Your esophagus is a tube that goes from your throat to your stomach. When you swallow, food travels down this tube and into your stomach. Gastroesophageal reflux disease (also called GERD) is a health problem that happens when stomach acid goes up into your esophagus. If this happens over a long period of time, the acid can make changes in the lining of your esophagus. This condition is called Barrett’s esophagus. In some cases, it can lead to cancer.
What are the symptoms of Barrett’s esophagus and when should I see my healthcare provider?
You should ask your healthcare provider about Barrett’s esophagus if you have heartburn 3 or more times each week, or if you have had heartburn for many years. You should also see your healthcare provider if you have trouble swallowing, pain when you swallow, unexpected weight loss, blood in your vomit or bowel movements, or bowel movements that look like black tar.
CAUSES & RISK FACTORS
Who gets Barrett’s esophagus?
People who have had GERD for a long time have a higher risk of getting Barrett’s esophagus. This problem is much more common in white and Hispanic men. Smokers and people who are obese also have a higher risk. Barrett’s esophagus is more common in people older than 50 years of age. Most people who have Barrett’s esophagus are diagnosed after age 60.
How is Barrett’s esophagus treated?
Barrett’s esophagus usually is treated with medicines called proton pump inhibitors. These medicines reduce the amount of acid in your stomach. In some cases, surgery is used to keep stomach acid out of the esophagus. Your healthcare provider may recommend that you make some lifestyle changes, such as quitting smoking if you smoke, exercising, losing weight, and avoiding foods that make your heartburn worse.
What can I expect if I have Barrett’s esophagus?
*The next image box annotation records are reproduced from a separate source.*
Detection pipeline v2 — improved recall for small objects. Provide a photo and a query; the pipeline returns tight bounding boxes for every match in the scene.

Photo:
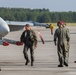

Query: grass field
[48,23,76,26]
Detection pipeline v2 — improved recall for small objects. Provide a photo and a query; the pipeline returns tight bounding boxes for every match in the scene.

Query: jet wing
[6,21,34,31]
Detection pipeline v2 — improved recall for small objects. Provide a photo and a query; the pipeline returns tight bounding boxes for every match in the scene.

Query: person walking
[20,24,37,66]
[54,21,70,67]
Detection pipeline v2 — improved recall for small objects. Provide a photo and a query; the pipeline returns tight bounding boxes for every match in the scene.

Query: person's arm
[20,31,25,42]
[66,29,70,42]
[54,30,57,45]
[33,31,37,47]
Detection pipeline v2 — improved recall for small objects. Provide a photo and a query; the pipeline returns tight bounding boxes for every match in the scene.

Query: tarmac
[0,26,76,75]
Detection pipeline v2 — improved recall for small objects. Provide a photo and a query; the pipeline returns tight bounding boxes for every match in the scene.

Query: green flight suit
[54,27,70,65]
[20,30,37,63]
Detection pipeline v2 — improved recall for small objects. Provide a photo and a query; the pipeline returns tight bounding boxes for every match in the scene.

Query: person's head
[57,21,66,27]
[25,24,31,30]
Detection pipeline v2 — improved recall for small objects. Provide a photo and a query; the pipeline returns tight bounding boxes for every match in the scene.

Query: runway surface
[0,26,76,75]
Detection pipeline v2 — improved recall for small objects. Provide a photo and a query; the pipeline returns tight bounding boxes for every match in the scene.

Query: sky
[0,0,76,12]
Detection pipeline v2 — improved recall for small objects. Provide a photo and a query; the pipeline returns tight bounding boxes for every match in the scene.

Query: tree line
[0,7,76,23]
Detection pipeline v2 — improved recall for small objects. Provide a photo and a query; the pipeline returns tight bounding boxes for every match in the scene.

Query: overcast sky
[0,0,76,11]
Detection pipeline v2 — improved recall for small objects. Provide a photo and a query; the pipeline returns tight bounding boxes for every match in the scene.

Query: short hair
[25,24,30,27]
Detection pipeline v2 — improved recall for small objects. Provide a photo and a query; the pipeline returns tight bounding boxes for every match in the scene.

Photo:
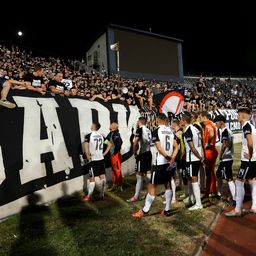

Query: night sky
[0,1,256,76]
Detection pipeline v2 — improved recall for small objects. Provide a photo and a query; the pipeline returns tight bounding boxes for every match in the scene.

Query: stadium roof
[108,24,183,43]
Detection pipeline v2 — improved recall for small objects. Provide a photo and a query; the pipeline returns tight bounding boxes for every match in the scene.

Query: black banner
[0,90,139,206]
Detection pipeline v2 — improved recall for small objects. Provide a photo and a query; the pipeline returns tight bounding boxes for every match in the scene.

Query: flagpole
[116,50,120,75]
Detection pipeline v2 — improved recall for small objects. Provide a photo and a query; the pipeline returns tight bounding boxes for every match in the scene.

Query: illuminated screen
[114,29,179,77]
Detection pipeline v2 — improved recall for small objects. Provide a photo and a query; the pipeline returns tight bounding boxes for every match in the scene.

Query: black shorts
[136,151,152,173]
[237,161,256,179]
[150,164,175,184]
[0,77,6,87]
[216,160,233,180]
[88,159,105,177]
[181,160,188,179]
[186,161,201,177]
[176,159,185,170]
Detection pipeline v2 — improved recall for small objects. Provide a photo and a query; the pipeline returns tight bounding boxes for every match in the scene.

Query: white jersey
[152,125,174,165]
[241,121,256,162]
[183,124,202,163]
[135,125,152,154]
[220,127,234,162]
[84,131,104,161]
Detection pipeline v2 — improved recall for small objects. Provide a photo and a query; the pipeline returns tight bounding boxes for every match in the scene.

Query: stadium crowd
[0,42,256,217]
[0,44,256,112]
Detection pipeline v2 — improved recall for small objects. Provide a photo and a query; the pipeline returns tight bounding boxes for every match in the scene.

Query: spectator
[24,65,46,95]
[0,69,26,108]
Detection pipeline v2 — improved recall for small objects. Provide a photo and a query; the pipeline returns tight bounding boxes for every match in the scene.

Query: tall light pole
[110,42,120,75]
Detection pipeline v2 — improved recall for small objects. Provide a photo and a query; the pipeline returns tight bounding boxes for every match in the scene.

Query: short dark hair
[156,113,168,121]
[93,122,101,131]
[213,115,227,123]
[191,112,199,119]
[172,119,180,125]
[139,116,147,124]
[181,115,191,124]
[34,65,43,72]
[201,111,211,119]
[237,107,251,115]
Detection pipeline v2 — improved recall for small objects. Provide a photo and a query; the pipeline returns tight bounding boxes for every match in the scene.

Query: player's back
[89,131,104,161]
[152,125,174,165]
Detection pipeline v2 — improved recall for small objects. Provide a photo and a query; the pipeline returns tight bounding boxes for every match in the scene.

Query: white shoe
[0,100,16,108]
[188,204,203,211]
[183,196,195,204]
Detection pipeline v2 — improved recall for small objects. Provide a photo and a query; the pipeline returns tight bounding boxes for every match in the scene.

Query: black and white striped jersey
[183,124,202,162]
[220,127,234,162]
[152,125,175,165]
[135,125,152,154]
[241,121,256,162]
[84,131,104,161]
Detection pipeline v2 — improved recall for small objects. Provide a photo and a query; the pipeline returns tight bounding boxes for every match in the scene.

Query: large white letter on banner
[113,104,140,153]
[14,96,73,184]
[0,146,5,185]
[69,99,110,142]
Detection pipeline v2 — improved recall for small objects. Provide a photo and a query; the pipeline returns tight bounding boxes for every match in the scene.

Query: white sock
[88,181,95,197]
[235,180,245,212]
[228,180,236,201]
[164,189,172,211]
[177,169,183,189]
[188,181,195,202]
[192,182,202,206]
[218,178,223,196]
[171,178,176,200]
[142,193,155,212]
[183,185,188,197]
[134,175,142,198]
[249,180,256,210]
[100,179,106,196]
[147,173,151,183]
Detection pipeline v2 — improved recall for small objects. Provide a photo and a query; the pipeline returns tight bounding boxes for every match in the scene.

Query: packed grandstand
[0,43,256,112]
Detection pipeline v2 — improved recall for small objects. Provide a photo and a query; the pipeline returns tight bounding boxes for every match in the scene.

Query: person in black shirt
[48,72,68,96]
[106,122,123,192]
[0,69,26,108]
[23,66,46,95]
[134,82,152,110]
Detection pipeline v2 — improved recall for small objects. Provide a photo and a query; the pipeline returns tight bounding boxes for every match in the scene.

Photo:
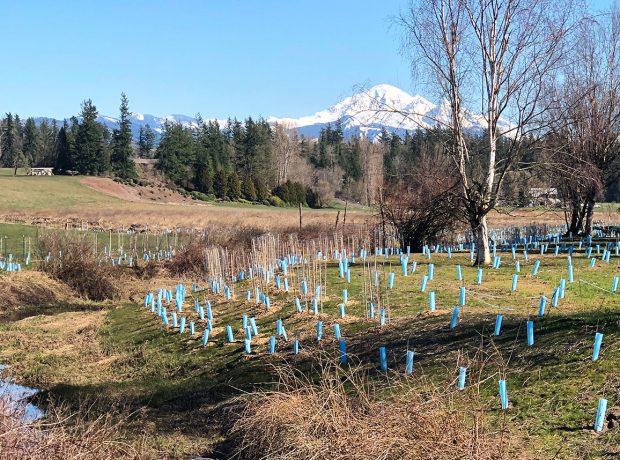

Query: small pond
[0,364,45,422]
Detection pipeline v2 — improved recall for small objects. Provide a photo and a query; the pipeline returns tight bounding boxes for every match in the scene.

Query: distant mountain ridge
[35,84,510,140]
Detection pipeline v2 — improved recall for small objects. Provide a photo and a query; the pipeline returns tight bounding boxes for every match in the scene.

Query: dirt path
[80,177,193,203]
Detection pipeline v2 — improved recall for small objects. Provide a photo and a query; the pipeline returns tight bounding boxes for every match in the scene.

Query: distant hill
[35,84,510,139]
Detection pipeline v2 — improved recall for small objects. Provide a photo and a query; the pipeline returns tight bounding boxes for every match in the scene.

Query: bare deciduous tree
[273,123,299,185]
[401,0,573,264]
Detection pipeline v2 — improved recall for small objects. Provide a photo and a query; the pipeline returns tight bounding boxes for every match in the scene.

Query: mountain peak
[39,83,511,139]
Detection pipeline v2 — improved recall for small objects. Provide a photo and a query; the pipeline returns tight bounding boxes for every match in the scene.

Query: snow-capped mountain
[268,84,510,139]
[36,84,510,140]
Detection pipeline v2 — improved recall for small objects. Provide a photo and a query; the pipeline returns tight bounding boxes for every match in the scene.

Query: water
[0,364,45,423]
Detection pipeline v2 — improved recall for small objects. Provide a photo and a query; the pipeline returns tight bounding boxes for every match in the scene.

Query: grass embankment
[0,254,620,458]
[0,169,369,231]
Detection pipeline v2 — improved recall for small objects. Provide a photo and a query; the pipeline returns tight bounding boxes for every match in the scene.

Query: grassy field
[0,169,620,231]
[0,169,369,230]
[0,250,620,459]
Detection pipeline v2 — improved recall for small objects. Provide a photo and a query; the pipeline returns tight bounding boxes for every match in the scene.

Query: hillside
[35,84,510,141]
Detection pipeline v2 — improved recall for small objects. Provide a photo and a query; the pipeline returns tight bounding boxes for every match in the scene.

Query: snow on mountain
[31,84,511,140]
[268,84,510,139]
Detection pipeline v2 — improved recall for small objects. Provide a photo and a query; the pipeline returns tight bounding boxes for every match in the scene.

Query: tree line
[0,94,137,179]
If you have Barrett’s esophagus, your healthcare provider may have you see a gastroenterologist (a healthcare provider who specializes in stomach problems). Your healthcare provider or the gastroenterologist may want you to have a test called an upper endoscopy. In this test, a flexible tube is guided down your throat and the healthcare provider looks inside your esophagus and stomach for abnormal cells. Your healthcare provider will probably treat you for GERD before doing an endoscopy. Patients who have 2 endoscopies in a row that show no abnormal cells should have an endoscopy every 3 to 5 years. Patients who have somewhat abnormal cells should get an endoscopy every year. Patients who have more highly abnormal cells should get an endoscopy every 3 months or have surgery to remove the abnormal tissue. Abnormal cells can lead to cancer.
QUESTIONS TO ASK YOUR HEALTHCARE PROVIDER
- I have Barrett’s esophagus. Do I need an upper endoscopy?
- Does having Barrett’s esophagus put me at an increased risk of cancer?
- Are there lifestyle changes I can make that will ease my symptoms?
- What medicines are used to treat Barrett’s esophagus? Are there side effects?
- I have GERD. Am I at risk of Barrett’s esophagus?